Post
Topic
Board Altcoin Discussion
Re: Funny pic on cryptocurrencies
by
cccarnation
on 28/09/2014, 19:14:33 UTC
It only means you need more blocks for the same security

Completely false. The probability that a fork will succeed against an attacker with X percent hashpower after k confirmations is (X / (1 - X)) ^ k. There is no term for block time in there. You could argue that with a shorter blocktime an attack is cheaper so an attacker has more chances, eg. with 6s block times an attacker has 100x more chances, but that effect is linear, whereas the effect of adding more confirmations is exponential - assuming 30% hashpower, waiting for 12 confirmations instead of 6 reduces the probability of a fork succeeding by a factor of 161, so you get the same security in 72 seconds that Bitcoin gives you in 3600.

Agreed. If one reads the original bitcoin paper, they'll see that block time is not a factor in the main calculations about the security of confirmations.

Shorter block times do have some negatives (higher chance of blockchain forks which means that miners waste more time not helping secure the network, and miners with faster connections get more of an advantage over miners with slower connections because they waste less time on outdated blocks), but the security of confirmations certainly does not scale linearly with the block target time.
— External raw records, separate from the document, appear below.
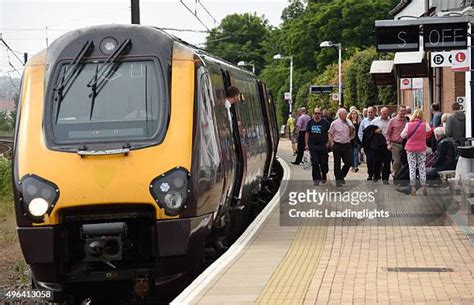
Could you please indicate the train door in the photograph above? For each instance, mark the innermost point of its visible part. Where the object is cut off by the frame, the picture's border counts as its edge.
(267, 124)
(240, 148)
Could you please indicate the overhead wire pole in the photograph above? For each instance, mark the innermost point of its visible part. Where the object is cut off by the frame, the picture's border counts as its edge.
(195, 14)
(10, 49)
(135, 7)
(14, 68)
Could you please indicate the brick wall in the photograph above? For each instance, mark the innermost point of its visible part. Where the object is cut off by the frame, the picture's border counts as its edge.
(452, 86)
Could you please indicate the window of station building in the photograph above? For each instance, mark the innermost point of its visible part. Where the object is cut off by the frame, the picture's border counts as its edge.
(417, 99)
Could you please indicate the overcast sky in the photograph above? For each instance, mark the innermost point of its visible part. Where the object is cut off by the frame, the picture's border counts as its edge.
(27, 25)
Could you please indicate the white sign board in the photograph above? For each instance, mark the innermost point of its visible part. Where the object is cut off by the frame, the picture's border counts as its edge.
(405, 84)
(441, 59)
(460, 100)
(460, 60)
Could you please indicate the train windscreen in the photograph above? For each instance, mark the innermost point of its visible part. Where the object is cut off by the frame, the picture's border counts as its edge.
(109, 103)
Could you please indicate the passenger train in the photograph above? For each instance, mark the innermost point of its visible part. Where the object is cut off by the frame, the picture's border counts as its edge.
(129, 166)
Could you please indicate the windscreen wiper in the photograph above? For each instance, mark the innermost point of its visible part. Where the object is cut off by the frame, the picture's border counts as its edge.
(100, 78)
(70, 73)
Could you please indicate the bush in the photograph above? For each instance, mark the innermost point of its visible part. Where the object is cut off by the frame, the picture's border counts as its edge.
(5, 178)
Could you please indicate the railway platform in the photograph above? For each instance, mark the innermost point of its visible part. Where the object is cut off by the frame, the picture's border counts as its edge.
(402, 261)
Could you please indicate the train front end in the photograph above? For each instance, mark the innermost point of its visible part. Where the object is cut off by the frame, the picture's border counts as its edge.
(102, 163)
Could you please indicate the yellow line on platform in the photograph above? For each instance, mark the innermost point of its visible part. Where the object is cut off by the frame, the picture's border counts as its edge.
(291, 279)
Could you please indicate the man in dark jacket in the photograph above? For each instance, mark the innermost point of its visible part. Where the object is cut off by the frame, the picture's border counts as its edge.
(445, 156)
(373, 138)
(456, 125)
(316, 140)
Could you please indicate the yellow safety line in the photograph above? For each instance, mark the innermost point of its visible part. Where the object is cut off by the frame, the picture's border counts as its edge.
(291, 279)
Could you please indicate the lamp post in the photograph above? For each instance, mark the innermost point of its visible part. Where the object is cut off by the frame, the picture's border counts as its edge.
(279, 57)
(330, 44)
(243, 63)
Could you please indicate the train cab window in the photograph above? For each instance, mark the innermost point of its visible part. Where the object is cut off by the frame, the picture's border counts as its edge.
(126, 104)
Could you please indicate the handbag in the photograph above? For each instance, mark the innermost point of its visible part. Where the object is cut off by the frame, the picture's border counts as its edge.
(307, 160)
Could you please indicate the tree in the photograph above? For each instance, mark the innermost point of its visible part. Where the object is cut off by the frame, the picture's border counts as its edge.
(360, 91)
(293, 11)
(240, 37)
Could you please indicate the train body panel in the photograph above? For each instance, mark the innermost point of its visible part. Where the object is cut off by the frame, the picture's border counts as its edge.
(102, 176)
(156, 188)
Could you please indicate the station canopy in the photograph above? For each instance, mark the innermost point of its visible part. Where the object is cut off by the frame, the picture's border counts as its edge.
(382, 72)
(411, 64)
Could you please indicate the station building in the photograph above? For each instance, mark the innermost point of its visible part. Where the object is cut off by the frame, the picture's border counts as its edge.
(419, 84)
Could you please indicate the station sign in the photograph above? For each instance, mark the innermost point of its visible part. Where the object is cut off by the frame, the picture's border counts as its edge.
(460, 60)
(439, 34)
(460, 100)
(398, 38)
(405, 84)
(441, 59)
(449, 36)
(316, 89)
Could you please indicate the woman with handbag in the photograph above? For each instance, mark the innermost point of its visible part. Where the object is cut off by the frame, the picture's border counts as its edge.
(415, 134)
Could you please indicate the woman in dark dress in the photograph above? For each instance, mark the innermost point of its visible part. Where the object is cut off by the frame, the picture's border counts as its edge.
(355, 142)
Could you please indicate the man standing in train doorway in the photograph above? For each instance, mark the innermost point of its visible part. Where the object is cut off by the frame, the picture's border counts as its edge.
(301, 125)
(316, 140)
(232, 96)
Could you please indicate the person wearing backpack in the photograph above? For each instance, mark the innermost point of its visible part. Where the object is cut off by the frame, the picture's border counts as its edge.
(445, 156)
(415, 133)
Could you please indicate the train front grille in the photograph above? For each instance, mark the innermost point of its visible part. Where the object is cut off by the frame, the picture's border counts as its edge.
(118, 237)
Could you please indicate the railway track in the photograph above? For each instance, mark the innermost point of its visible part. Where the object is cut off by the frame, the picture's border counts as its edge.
(6, 146)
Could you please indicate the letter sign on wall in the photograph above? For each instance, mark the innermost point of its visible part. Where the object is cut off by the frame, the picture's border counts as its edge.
(398, 38)
(449, 36)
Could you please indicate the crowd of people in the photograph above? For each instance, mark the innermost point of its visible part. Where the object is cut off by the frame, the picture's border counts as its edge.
(399, 145)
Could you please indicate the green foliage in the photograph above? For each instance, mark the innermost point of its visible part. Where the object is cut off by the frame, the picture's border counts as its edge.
(351, 22)
(359, 88)
(240, 37)
(13, 114)
(293, 11)
(5, 121)
(5, 179)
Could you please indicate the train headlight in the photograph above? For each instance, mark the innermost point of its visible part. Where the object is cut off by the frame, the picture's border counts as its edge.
(173, 200)
(38, 197)
(38, 207)
(170, 190)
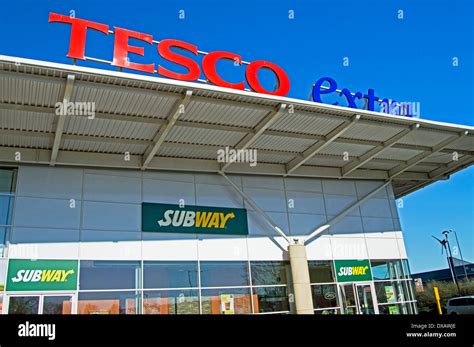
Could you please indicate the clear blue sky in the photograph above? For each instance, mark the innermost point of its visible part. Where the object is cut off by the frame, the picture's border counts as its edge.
(407, 59)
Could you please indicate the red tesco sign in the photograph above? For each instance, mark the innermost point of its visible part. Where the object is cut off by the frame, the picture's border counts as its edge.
(122, 48)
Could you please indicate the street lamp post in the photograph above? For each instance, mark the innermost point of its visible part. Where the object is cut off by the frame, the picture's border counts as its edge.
(445, 244)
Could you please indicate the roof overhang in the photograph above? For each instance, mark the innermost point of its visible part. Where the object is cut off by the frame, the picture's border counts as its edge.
(142, 116)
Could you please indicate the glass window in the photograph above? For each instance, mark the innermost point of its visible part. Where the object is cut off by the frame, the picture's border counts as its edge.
(406, 268)
(324, 296)
(224, 273)
(387, 291)
(269, 272)
(386, 269)
(7, 180)
(226, 301)
(171, 302)
(23, 305)
(167, 274)
(104, 274)
(109, 303)
(321, 271)
(57, 304)
(270, 299)
(395, 309)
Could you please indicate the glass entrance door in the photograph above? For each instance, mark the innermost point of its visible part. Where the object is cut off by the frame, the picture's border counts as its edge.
(357, 298)
(349, 301)
(40, 304)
Anyway, it's overkill to wait for even a single confirmation for most small transactions. You can wait a few seconds to see if a double-spend starts trying to spread across the network. And in many situations where people pay with BTC, like subscribing to a service, or ordering something to be shipped to them, there's no need to make the customer wait around staring at a screen telling them to wait for confirmation. If a double-spend happens and the transaction fails, then the seller can cut off the user's subscription or stop preparing to ship the item, and then contact the customer.